Welche Vorteile bietet das New Retailer Modell für den Stellantis-Partner?
Wildeis: Aktuell ist das Agentursystem ein massiver Vorteil für die Retailpartner, auch wenn die Umstellung riesengroß ist und man diese unterschätzen kann. Alle Prozesse und Gewohnheiten wurden massiv verändert, doch das Grundelement hat sich nicht verändert: Ein Kunde kauft eines oder mehrere Fahrzeuge bei einem Retailpartner. In der aktuellen Situation mit den hohen Zinsen, den extrem schwankenden Restwerten und dem hohen Wettbewerb gibt es für unsere Retailpartner eine stabile Margenplanung, da auch die Lager- und Vorführfahrzeuge dem Hersteller gehören. Doch wir sind noch nicht bei 100 Prozent Leistung im Retail und werden außerdem Prozesse und Logistik weiter verbessern.
Welche Rolle spielt der Nutzfahrzeug-Bereich für Stellantis bzw. die Stellantis-Partner?
Wildeis: Wir haben die Marktführerschaft bei den Nutzfahrzeugen wieder zurückerobert: Mit über 30 Prozent Marktanteil ist Stellantis hier auf Kurs. Für das Autohaus spielt dieser Bereich eine Schlüsselrolle: Nutzfahrzeuge fahren immer, sie sind der Motor des Geschäfts, 12 Monate im Jahr.

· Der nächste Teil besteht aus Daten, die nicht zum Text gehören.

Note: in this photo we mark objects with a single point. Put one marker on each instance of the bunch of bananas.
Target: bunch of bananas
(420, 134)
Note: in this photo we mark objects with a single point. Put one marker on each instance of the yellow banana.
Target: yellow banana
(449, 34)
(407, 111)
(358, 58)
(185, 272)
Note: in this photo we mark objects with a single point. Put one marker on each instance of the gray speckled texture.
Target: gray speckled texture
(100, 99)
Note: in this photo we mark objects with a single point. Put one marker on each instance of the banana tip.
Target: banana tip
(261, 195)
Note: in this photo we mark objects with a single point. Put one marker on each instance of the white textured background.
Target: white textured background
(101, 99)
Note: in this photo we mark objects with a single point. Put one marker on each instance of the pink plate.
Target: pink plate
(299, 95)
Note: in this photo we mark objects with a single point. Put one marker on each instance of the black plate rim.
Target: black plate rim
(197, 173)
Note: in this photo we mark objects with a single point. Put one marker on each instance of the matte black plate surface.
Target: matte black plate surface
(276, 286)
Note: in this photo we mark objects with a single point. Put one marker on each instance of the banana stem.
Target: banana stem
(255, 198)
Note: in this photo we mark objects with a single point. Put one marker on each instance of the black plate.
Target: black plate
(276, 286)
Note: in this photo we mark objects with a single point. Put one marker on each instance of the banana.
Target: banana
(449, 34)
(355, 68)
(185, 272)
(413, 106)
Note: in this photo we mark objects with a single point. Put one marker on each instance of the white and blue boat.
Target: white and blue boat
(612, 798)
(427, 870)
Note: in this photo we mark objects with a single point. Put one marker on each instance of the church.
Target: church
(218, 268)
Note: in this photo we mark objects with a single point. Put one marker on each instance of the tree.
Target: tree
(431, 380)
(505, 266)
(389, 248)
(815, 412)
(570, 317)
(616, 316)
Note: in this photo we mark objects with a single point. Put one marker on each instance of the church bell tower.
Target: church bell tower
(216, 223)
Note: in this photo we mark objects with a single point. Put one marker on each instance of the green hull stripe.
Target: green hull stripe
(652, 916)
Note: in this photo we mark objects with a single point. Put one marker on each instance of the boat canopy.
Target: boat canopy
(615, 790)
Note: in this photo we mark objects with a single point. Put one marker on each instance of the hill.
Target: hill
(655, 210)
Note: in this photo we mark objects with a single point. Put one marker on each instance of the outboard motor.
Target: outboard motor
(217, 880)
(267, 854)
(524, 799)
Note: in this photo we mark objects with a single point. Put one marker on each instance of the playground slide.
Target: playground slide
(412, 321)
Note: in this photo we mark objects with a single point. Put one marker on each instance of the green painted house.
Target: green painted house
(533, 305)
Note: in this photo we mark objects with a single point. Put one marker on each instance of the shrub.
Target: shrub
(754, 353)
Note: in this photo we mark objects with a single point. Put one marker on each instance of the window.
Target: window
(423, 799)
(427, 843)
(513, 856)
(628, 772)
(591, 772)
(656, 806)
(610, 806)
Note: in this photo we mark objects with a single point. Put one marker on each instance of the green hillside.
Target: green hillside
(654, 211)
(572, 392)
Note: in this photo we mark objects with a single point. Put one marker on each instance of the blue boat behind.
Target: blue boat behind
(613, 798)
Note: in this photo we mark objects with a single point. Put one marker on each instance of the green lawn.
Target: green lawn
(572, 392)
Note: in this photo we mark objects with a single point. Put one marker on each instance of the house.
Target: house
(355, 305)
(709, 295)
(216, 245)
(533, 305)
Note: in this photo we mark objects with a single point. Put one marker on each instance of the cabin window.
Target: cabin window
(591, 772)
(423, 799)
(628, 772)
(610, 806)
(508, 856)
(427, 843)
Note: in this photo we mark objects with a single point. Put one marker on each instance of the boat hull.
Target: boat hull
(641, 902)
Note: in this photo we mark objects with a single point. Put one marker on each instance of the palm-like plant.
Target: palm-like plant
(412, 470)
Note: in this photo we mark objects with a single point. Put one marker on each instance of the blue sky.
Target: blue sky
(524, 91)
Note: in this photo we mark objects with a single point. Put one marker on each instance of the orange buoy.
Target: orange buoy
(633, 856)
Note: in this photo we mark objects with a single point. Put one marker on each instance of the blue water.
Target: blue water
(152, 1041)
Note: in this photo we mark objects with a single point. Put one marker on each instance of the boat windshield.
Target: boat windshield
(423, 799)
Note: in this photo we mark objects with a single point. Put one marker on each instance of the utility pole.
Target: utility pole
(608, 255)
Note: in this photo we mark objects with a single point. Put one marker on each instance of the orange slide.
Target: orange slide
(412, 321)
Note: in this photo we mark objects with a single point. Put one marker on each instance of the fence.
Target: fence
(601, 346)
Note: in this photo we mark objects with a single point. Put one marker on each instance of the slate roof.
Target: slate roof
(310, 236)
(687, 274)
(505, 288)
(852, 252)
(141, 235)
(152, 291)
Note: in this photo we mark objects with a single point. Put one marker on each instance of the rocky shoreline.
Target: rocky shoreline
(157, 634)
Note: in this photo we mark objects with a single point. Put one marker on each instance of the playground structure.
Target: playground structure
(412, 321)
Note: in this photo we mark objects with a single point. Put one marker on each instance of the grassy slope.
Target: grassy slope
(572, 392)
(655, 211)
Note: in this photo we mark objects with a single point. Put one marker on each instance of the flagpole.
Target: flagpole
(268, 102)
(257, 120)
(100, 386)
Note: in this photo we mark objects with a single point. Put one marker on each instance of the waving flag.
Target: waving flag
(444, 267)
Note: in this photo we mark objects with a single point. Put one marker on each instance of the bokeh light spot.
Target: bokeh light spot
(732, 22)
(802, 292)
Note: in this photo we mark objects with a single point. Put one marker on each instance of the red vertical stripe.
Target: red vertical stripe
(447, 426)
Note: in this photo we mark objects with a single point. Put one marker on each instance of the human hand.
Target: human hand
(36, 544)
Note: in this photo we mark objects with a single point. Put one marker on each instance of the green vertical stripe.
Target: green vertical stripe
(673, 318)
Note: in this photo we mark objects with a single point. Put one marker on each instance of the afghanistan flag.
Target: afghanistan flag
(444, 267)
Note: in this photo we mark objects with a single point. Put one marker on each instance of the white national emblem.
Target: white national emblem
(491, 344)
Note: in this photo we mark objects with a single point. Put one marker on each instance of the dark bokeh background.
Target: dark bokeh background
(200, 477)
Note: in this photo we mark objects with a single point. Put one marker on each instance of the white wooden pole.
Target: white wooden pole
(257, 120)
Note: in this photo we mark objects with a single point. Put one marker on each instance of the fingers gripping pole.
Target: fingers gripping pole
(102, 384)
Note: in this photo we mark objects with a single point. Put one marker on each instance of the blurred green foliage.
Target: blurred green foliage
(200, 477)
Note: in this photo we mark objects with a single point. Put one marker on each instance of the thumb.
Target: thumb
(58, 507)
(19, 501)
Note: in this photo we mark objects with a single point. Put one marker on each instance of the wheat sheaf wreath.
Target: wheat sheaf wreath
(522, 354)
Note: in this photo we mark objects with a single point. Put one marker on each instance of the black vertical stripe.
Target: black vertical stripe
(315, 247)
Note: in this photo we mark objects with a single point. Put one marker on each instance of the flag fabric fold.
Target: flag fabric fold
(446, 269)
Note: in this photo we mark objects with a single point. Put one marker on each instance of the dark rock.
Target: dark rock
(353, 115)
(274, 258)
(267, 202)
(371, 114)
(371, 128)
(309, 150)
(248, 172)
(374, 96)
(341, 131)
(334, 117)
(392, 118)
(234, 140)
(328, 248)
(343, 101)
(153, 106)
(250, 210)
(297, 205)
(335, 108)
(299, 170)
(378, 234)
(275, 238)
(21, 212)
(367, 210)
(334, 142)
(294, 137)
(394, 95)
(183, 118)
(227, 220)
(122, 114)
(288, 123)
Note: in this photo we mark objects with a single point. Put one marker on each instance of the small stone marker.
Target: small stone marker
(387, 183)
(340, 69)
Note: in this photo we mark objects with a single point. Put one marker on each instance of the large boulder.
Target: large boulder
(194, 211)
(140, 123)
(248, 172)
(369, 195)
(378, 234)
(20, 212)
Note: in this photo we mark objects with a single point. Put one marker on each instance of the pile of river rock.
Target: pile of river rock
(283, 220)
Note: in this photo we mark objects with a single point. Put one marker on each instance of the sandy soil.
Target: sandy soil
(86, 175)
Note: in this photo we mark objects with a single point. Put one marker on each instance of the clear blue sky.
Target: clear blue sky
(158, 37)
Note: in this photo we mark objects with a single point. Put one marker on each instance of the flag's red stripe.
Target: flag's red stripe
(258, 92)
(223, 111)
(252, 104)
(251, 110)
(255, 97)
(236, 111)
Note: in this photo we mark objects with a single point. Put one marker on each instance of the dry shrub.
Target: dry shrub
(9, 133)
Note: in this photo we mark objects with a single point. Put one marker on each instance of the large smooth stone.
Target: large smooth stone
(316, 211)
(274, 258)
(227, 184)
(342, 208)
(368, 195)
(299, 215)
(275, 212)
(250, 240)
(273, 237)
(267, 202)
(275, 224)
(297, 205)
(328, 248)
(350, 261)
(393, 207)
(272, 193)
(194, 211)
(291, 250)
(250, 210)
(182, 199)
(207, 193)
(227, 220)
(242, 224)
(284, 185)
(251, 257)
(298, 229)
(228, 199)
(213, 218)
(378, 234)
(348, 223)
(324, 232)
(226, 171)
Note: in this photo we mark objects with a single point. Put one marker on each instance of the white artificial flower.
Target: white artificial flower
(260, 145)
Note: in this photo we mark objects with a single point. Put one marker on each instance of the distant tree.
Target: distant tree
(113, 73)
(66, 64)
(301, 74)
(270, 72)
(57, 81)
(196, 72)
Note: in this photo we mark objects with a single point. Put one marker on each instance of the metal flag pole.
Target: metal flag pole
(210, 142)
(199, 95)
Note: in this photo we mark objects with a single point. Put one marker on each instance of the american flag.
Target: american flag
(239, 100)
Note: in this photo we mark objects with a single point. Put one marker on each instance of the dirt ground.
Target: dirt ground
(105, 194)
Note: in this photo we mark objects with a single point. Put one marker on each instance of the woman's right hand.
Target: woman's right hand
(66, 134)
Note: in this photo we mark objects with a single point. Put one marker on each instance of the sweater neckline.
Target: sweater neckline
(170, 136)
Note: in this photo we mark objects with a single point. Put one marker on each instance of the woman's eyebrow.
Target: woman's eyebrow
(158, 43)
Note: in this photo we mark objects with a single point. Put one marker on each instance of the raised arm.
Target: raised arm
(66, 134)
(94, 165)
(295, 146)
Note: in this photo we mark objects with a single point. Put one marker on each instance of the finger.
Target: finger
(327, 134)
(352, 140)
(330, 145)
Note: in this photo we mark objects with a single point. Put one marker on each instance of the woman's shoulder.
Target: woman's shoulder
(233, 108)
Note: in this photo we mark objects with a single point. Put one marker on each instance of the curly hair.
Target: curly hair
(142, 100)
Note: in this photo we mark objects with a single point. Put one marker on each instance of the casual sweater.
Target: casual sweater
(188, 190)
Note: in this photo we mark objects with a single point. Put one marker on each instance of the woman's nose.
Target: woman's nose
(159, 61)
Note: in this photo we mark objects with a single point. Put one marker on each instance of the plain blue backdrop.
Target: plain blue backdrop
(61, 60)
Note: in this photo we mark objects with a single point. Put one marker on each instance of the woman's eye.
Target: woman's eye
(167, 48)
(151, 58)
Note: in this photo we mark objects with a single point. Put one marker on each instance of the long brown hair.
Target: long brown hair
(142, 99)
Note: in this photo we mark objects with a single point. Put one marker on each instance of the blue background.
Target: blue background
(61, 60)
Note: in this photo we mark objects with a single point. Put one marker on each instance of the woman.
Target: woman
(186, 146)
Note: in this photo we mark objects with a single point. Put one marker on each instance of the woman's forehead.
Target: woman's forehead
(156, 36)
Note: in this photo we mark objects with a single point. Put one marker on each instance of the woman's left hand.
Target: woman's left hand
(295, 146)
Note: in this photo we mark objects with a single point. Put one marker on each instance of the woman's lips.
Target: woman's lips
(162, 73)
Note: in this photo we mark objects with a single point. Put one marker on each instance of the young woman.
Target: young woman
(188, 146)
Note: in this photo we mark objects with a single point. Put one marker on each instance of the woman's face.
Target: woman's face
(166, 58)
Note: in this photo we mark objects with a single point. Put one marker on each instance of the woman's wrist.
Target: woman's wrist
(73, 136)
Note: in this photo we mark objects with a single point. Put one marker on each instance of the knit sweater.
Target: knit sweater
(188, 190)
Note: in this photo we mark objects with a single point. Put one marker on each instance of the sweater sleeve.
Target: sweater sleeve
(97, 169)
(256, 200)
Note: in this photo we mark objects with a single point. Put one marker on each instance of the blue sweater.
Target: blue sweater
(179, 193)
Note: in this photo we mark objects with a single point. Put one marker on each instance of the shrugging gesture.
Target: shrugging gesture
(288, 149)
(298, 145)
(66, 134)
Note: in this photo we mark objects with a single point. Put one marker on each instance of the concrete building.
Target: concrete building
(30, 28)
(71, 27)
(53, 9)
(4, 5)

Sie geben dem Autohaus eine stabile Wertschöpfungskette und sind der Türöffner für das Firmenkundengeschäft, wo wir im Pkw-Bereich mit der kompletten Modellpalette, kombiniert mit den Multi-Energy-Plattformen besonders für Fuhrparks massive Vorteile bieten können, auch mit Vorsteuerabzug.
Wie kann Stellantis seine Partner in der aktuellen Situation unterstützen?
Wildeis: Es gibt drei Dinge: Erstens haben wir die stärkste Modellpalette – vom Kleinstwagen bis zum Kombi, vom SUV bis zum Nutzfahrzeug, die als Verbrenner, Mild-Hybrid, Plug-in-Hybrid oder als reines Elektroauto verfügbar sind. Zweitens bieten sich viele Synergien innerhalb von Stellantis, und drittens überwiegen die Vorteile im New Retailer Modell ganz klar. Man muss einen positiven Blick nach vorn haben, dann kann man sich auch in einem schwierigen Umfeld weiterentwickeln. Nur wenn man die Transformation im Retail aktiv mitgestaltet, wird man mittel- bis langfristig profitieren.